カナダ中銀プレビュー:利上げ姿勢は継続の見込み
2022-06-01
■ 市場予想ではBOCは2会合連続の50bps利上げを実施し、政策金利は1.50%となる見込み
■ 中立金利(2-3%)へ向けた利上げ姿勢は鮮明であり、今後は物価と景気動向がカギとなろう
本稿では、6月1日に開催されるカナダ中央銀行(以下、BOC)の金融政策決定会合へ向けた動向を整理する。市場予想では、BOCは今回の政策会合で政策金利を、従来の1.00%から1.50%へ引き上げると見込まれている。予想通りならば2会合連続の50bps利上げとなる。
BOC幹部の発言を踏まえると、積極的な利上げ姿勢はすでに明確と言えよう。マックレムBOC総裁は、4月下旬に行われた議会証言で「6月の政策会合で50bpsの追加利上げを検討する可能性が高い」と述べた。カナダ経済は現時点で「過熱」しており、国内にインフレ圧力を生じさせているとの認識を示し、インフレ抑制姿勢を鮮明にしている。また、5月上旬にはロジャースBOC上級副総裁も、「カナダ経済が過熱し始めた今、需要が供給を大幅に上回ることを放置できない」とし、「政策金利はなお低水準であり、追加利上げの必要がある」と主張。加えて、グラベルBOC副総裁も政策金利を一段と引き上げる必要性に言及した。

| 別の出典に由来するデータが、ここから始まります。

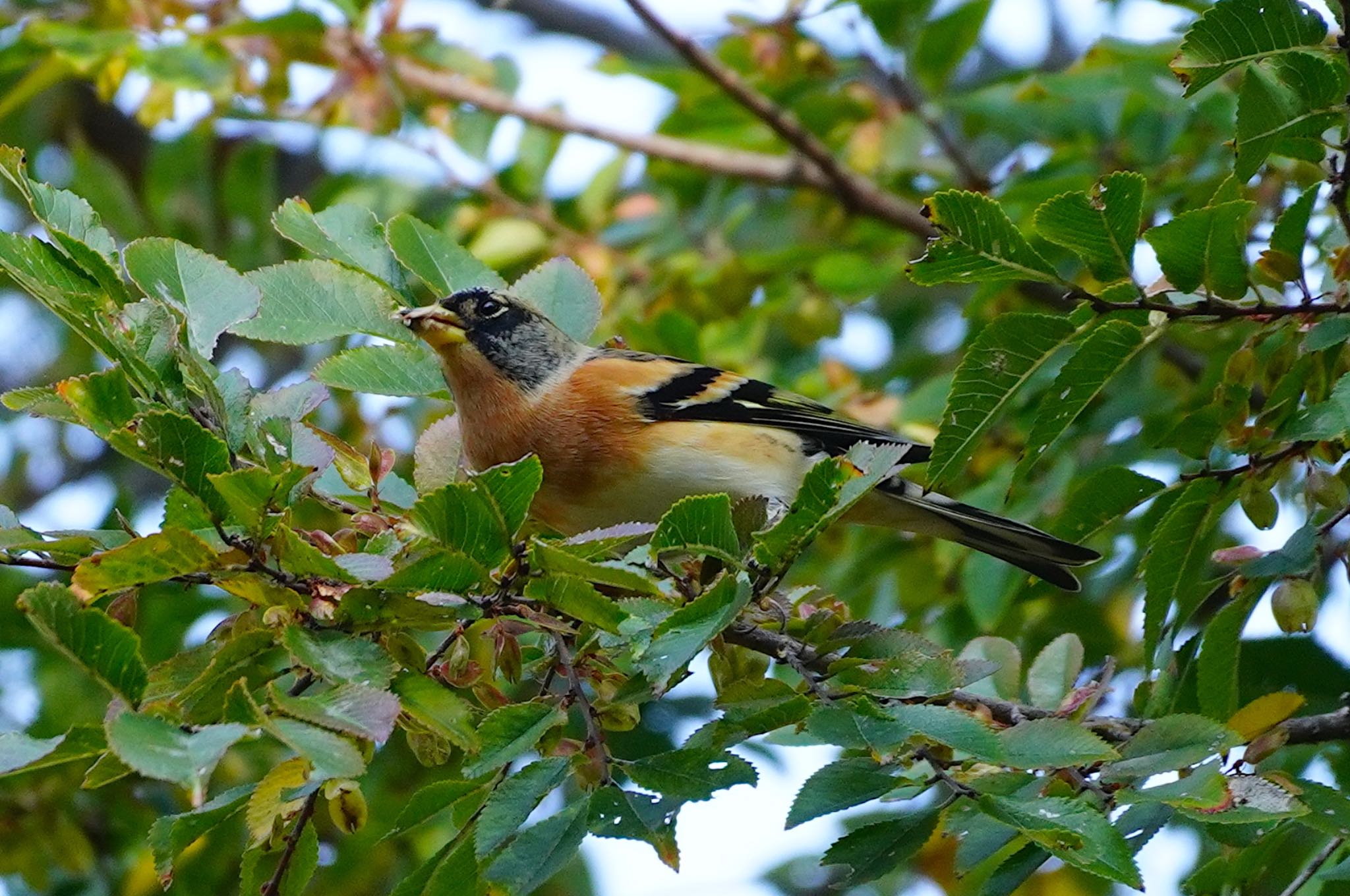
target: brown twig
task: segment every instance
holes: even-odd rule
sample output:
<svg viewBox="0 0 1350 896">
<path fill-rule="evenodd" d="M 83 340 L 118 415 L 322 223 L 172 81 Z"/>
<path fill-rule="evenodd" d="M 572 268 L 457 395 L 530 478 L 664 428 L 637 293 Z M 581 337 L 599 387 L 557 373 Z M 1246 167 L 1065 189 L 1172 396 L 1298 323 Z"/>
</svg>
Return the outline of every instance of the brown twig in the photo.
<svg viewBox="0 0 1350 896">
<path fill-rule="evenodd" d="M 300 815 L 296 816 L 296 826 L 286 835 L 286 847 L 281 851 L 281 858 L 277 861 L 277 870 L 262 885 L 259 891 L 261 896 L 277 896 L 281 892 L 281 878 L 286 874 L 286 869 L 290 868 L 290 860 L 296 857 L 296 847 L 300 845 L 300 835 L 305 833 L 305 824 L 309 823 L 309 819 L 315 814 L 315 804 L 319 803 L 319 789 L 321 788 L 312 791 L 305 797 L 305 804 L 300 807 Z"/>
</svg>

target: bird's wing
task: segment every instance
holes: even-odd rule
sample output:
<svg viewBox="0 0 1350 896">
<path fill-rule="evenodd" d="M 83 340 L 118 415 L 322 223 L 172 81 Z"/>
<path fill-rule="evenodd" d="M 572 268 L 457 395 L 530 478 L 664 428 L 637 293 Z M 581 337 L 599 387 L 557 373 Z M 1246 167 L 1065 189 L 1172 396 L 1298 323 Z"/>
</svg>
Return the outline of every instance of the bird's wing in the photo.
<svg viewBox="0 0 1350 896">
<path fill-rule="evenodd" d="M 639 412 L 651 421 L 710 420 L 772 426 L 801 436 L 810 448 L 809 453 L 818 449 L 842 455 L 859 441 L 872 441 L 907 445 L 902 459 L 906 464 L 929 459 L 927 445 L 849 420 L 819 402 L 759 379 L 641 352 L 608 351 L 598 354 L 597 359 L 624 359 L 644 367 L 651 364 L 648 370 L 652 375 L 639 376 L 645 382 L 630 386 Z"/>
</svg>

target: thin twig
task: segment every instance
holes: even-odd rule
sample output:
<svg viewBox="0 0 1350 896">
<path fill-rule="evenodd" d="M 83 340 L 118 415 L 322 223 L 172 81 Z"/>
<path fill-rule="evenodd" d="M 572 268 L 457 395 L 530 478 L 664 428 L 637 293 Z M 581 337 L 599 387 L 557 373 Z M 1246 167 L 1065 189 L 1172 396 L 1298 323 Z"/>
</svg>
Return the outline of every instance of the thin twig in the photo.
<svg viewBox="0 0 1350 896">
<path fill-rule="evenodd" d="M 1345 842 L 1346 842 L 1346 838 L 1343 838 L 1343 837 L 1335 837 L 1335 838 L 1332 838 L 1330 843 L 1327 843 L 1326 846 L 1322 847 L 1322 851 L 1319 851 L 1316 856 L 1312 857 L 1312 861 L 1308 862 L 1307 868 L 1304 868 L 1301 872 L 1299 872 L 1295 876 L 1295 878 L 1292 881 L 1289 881 L 1289 885 L 1285 887 L 1280 892 L 1280 896 L 1293 896 L 1295 893 L 1297 893 L 1299 889 L 1301 889 L 1303 885 L 1307 884 L 1312 878 L 1314 874 L 1316 874 L 1319 870 L 1322 870 L 1322 866 L 1327 864 L 1327 860 L 1331 858 L 1331 856 L 1338 849 L 1341 849 L 1341 846 Z"/>
<path fill-rule="evenodd" d="M 309 796 L 305 797 L 305 804 L 300 807 L 300 815 L 296 816 L 296 826 L 290 829 L 290 834 L 286 835 L 286 847 L 281 851 L 281 860 L 277 862 L 277 870 L 271 873 L 267 883 L 262 885 L 261 896 L 277 896 L 281 891 L 281 878 L 286 874 L 286 869 L 290 868 L 290 860 L 296 857 L 296 847 L 300 845 L 300 835 L 305 831 L 305 824 L 315 814 L 315 804 L 319 802 L 319 791 L 321 788 L 315 788 Z"/>
</svg>

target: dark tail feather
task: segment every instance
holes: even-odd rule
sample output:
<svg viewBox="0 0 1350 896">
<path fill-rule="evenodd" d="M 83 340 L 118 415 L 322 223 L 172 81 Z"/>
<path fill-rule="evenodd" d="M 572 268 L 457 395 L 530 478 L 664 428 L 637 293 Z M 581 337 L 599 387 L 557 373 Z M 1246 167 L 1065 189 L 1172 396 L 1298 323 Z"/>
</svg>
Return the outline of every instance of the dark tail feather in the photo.
<svg viewBox="0 0 1350 896">
<path fill-rule="evenodd" d="M 1068 567 L 1081 567 L 1102 559 L 1091 548 L 1056 538 L 1015 520 L 933 491 L 925 494 L 905 479 L 890 479 L 878 491 L 895 499 L 895 510 L 899 511 L 895 515 L 903 528 L 975 548 L 1066 591 L 1079 590 L 1079 580 Z"/>
</svg>

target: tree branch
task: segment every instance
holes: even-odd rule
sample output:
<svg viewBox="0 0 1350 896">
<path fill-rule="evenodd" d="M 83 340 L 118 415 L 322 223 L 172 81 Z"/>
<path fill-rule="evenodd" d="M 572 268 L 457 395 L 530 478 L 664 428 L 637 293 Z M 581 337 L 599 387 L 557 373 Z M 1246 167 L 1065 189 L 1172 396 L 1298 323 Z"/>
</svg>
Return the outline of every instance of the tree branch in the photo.
<svg viewBox="0 0 1350 896">
<path fill-rule="evenodd" d="M 290 829 L 290 834 L 286 835 L 286 847 L 281 851 L 281 860 L 277 862 L 277 870 L 271 873 L 267 883 L 262 885 L 261 896 L 277 896 L 281 892 L 281 878 L 285 877 L 286 869 L 290 868 L 290 860 L 296 857 L 296 847 L 300 845 L 300 835 L 305 833 L 305 824 L 315 814 L 315 804 L 319 802 L 319 791 L 321 788 L 315 788 L 309 796 L 305 797 L 305 804 L 300 807 L 300 815 L 296 816 L 296 826 Z"/>
<path fill-rule="evenodd" d="M 837 653 L 821 653 L 811 645 L 794 638 L 790 634 L 771 632 L 749 622 L 733 622 L 722 632 L 722 638 L 729 644 L 738 644 L 742 648 L 770 656 L 779 663 L 792 664 L 788 657 L 798 657 L 799 661 L 814 672 L 828 672 L 829 667 L 840 660 Z M 792 664 L 795 668 L 795 664 Z M 1057 715 L 1054 710 L 1045 710 L 1038 706 L 1014 703 L 999 698 L 972 694 L 971 691 L 956 690 L 950 694 L 933 698 L 930 703 L 960 703 L 965 706 L 981 706 L 999 725 L 1018 725 L 1029 719 L 1045 719 Z M 1134 737 L 1141 729 L 1148 726 L 1150 719 L 1094 715 L 1083 719 L 1083 725 L 1100 738 L 1112 744 L 1122 744 Z M 1320 715 L 1304 715 L 1296 719 L 1287 719 L 1281 723 L 1289 734 L 1288 744 L 1323 744 L 1326 741 L 1350 741 L 1350 706 L 1345 706 L 1334 712 Z"/>
</svg>

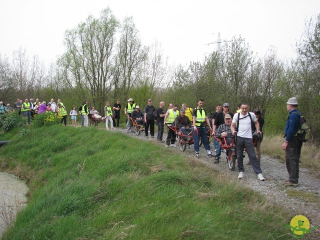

BOCが警戒を示す物価指標について、5月18日に公表された4月の消費者物価指数(CPI)の上昇率は、前年比6.8%と前月分(同6.7%)から一段と伸びが加速している。これで、BOCの物価目標水準(同2-3%)を13カ月連続で上回ったことになる。1991年1月につけた同6.9%に迫る水準であるが、金融市場ではさらに伸びが加速するとの見通しが広がる。
そこで注目されるのが、今後の政策金利見通しの引き上げペースとなる。本稿執筆時点でカナダの短期金融市場では、政策金利が今年の年末時点で2.75%まで引き上げられるとの見方が織り込まれている。しかしながら、BOCは前回の4月会合時点で「中立金利(2-3%)水準をやや上回る水準へ、一定期間引き上げる必要もある」と指摘しており、今後の物価動向次第で金利の上振れ余地が残る。一方、5月26日にカナダ統計局が公表した3月の平均賃金(週次)は前年比4.30%上昇と、物価の伸びに追いついていない。そのため、物価上昇圧力が高止まりした場合、いずれ個人消費の減速懸念浮上も想定される。まずは足元の景気動向を確認するうえで、5月31日に公表される1-3月期の実質GDPにも注目しておきたい。